L’annuncio è ancora rinviato, il sindaco di Firenze aspetta che finalmente il congresso del Pd sia convocato con l’assemblea del 20-21 settembre per formalizzare la scelta con un evento speciale modello Leopolda, ma la decisione è già stata presa. Matteo Renzi si candiderà alla guida del Pd e in caso di elezione farà il segretario del partito.

Alla vigilia del suo ritorno in scena, alle feste del Pd di fine settimana, ‘L’Espresso’ rivela piani, strategie, alleanze, amici e nemici del sindaco di Firenze. La sua idea di Pd. E il rapporto con il governo Letta. «Il governo dura», prevede il sindaco. «C’è un unico elemento imponderabile, si chiama Berlusconi. Ma non ha nessuna convenienza reale a tentare la spallata. Poi, cosa farebbe?». E se Letta resiste, «al Pd resta una sola strada: fare il Pd. In questi mesi si è sentita solo la voce del Pdl sull’Imu, questione rilevantissima, per carità, ma non è l’unica cosa che interessa agli italiani».

«Non sarò mai io ad aprire una polemica o a metterlo in crisi, se c’è bisogno di un nemico, spiacente, non sarò certo io a interpretare questo ruolo. Mi metto di lato», ripete Renzi. Ma aggiunge: «Le larghe intese non possono diventare un’ideologia, come vorrebbe qualcuno, la politica deve restituire speranza». E poi: «Se il governo dura e fa le cose, e io spero che sia così, il Pd dovrà incalzarlo ogni giorno con una sua proposta. La legge elettorale su modello di quella dei sindaci, funziona benissimo. Oppure il taglio delle pensioni d’oro. Il governo Letta deve diventare il governo del Pd. E ogni giorno il segretario del Pd, chiunque egli sia, deve spingere perché il governo sia coerente con i suoi programmi».
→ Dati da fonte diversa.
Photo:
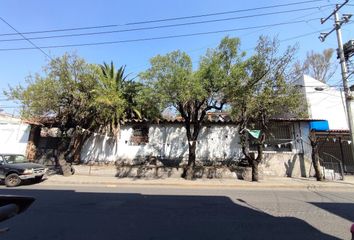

Nel 2014 si voterà per le elezioni europee, quasi certamente Renzi sarà candidato. La riserva sulla sua candidatura alla segreteria non è ancora sciolta, ma il congresso per il sindaco non è la rivincita delle primarie 2012: «Basta con  la tecnocrazia, quella europea e quella esportata in Italia. Serve restituire dignità alla politica e dignità all’Italia in Europa, l’unico partito che può farlo è il Pd. Un Pd molto diverso da com’è ora, certo. Un partito della base e non del vertice della piramide. Un partito in cui le burocrazie di apparato contano meno degli amministratori locali. Il partito è di chi ha il consenso della gente e si misura con il governo. Un partito così non è leggero, anzi, deve essere più organizzato dell’attuale».

I sondaggi danno un Pd guidato da Renzi nettamente in testa sul Pdl. Nella mappa delle alleanze sono in avvicinamento sindaci e amministratori locali, da Debora Serracchiani a Virginio Merola a Piero Fassino. E la costruzione di un programma che parte dai risultati dell’amministrazione di Firenze: gli investimenti sul sociale e sulla cultura, gli asili nido che coprono il novanta per cento delle famiglie con la cancellazione delle liste di attesa, le più grandi aree pedonali di Europa. Il fattore R, l’incognita da risolvere nella politica italiana.